Test Framework Layers for Integration Testing
  • Test Cases Layer: Contains integration test scripts that verify how different modules work together.
  • Service Layer: Business logic components that are tested in integration scenarios.
  • Data Access Layer: Handles database interactions; tested to ensure correct data flow.
  • Mocks and Stubs: Used to simulate external systems or components not under test.
  • Utilities: Helper functions for setup, teardown, and common test operations.
  • Configuration: Manages environment variables, database connections, and test parameters.
Configuration Patterns for Integration Testing

Integration tests often require different settings than unit tests.
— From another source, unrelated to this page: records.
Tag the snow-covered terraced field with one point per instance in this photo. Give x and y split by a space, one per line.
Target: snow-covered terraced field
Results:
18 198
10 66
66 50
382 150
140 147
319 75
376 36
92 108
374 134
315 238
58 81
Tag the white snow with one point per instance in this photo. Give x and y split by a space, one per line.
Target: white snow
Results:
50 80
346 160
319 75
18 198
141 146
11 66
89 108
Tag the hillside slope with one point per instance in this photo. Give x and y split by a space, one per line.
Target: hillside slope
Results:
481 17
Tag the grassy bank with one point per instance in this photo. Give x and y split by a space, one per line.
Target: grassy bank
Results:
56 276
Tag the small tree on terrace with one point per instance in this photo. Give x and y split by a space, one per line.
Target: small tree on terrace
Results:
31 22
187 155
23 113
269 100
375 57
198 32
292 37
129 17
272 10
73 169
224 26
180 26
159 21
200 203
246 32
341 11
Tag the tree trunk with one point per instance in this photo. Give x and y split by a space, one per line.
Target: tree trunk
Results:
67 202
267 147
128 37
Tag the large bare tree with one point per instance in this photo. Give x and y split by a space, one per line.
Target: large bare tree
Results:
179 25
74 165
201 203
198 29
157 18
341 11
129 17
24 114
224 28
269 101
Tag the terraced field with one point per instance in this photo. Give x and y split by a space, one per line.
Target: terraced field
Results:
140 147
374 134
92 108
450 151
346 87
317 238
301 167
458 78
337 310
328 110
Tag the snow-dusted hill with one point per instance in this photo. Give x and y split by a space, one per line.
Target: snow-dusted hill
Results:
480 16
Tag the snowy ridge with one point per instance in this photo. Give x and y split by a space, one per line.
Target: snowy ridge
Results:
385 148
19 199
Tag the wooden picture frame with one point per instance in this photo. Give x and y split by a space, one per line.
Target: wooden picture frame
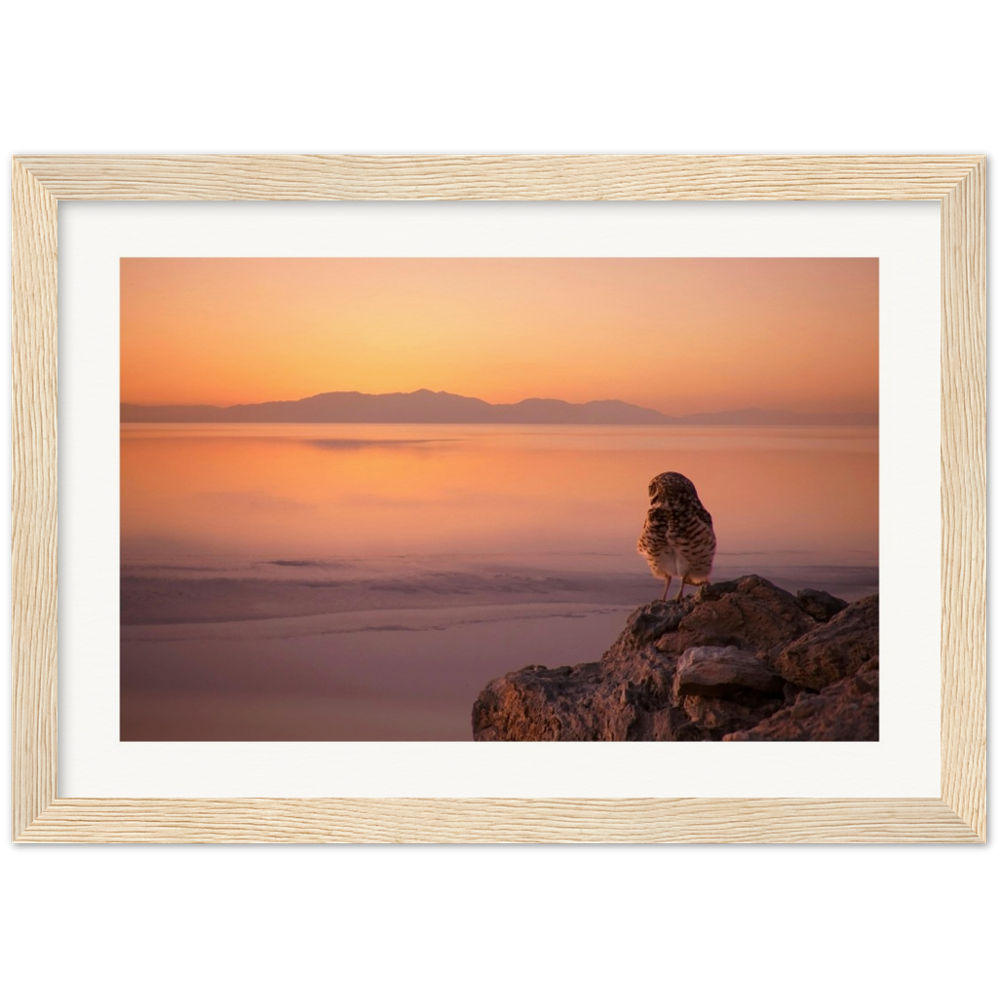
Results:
40 182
Common patterns include:

  • Environment Profiles: Use separate config files or profiles (e.g., test-config.yaml) for test databases, URLs, and credentials.
  • External Service URLs: Configure endpoints for dependent services or use mocks if services are unavailable.
  • Database Setup: Use scripts or tools to prepare test data before tests run and clean up after.
  • Parameterization: Allow tests to run against different environments by passing parameters or environment variables.
Test Reporting and CI/CD Integration
  • Test Reports: Generate clear reports showing which integration tests passed or failed, including logs and error messages.
  • Continuous Integration: Run integration tests automatically on code commits or pull requests using CI tools (e.g., Jenkins, GitHub Actions).
  • Test Failures: Fail the build if critical integration tests fail to prevent broken code from merging.
  • Notifications: Send alerts to developers when integration tests fail to enable quick fixes.
Best Practices for Integration Testing Frameworks
  1. Isolate Tests: Use mocks or test databases to avoid side effects and ensure tests are repeatable.
  2. Clear Setup and Teardown: Prepare the environment before tests and clean up after to keep tests independent.
  3. Test Realistic Scenarios: Focus on how components interact in real use cases, not just isolated units.
  4. Keep Tests Fast: Integration tests are slower than unit tests, so optimize to run only necessary scenarios.
  5. Use Descriptive Names: Name tests clearly to show what integration is being verified.
Self-Check Question

Where in this folder structure would you add a new integration test for the payment processing service?

Key Result
Organize integration tests by layers and use configuration profiles to manage environments for reliable component interaction testing.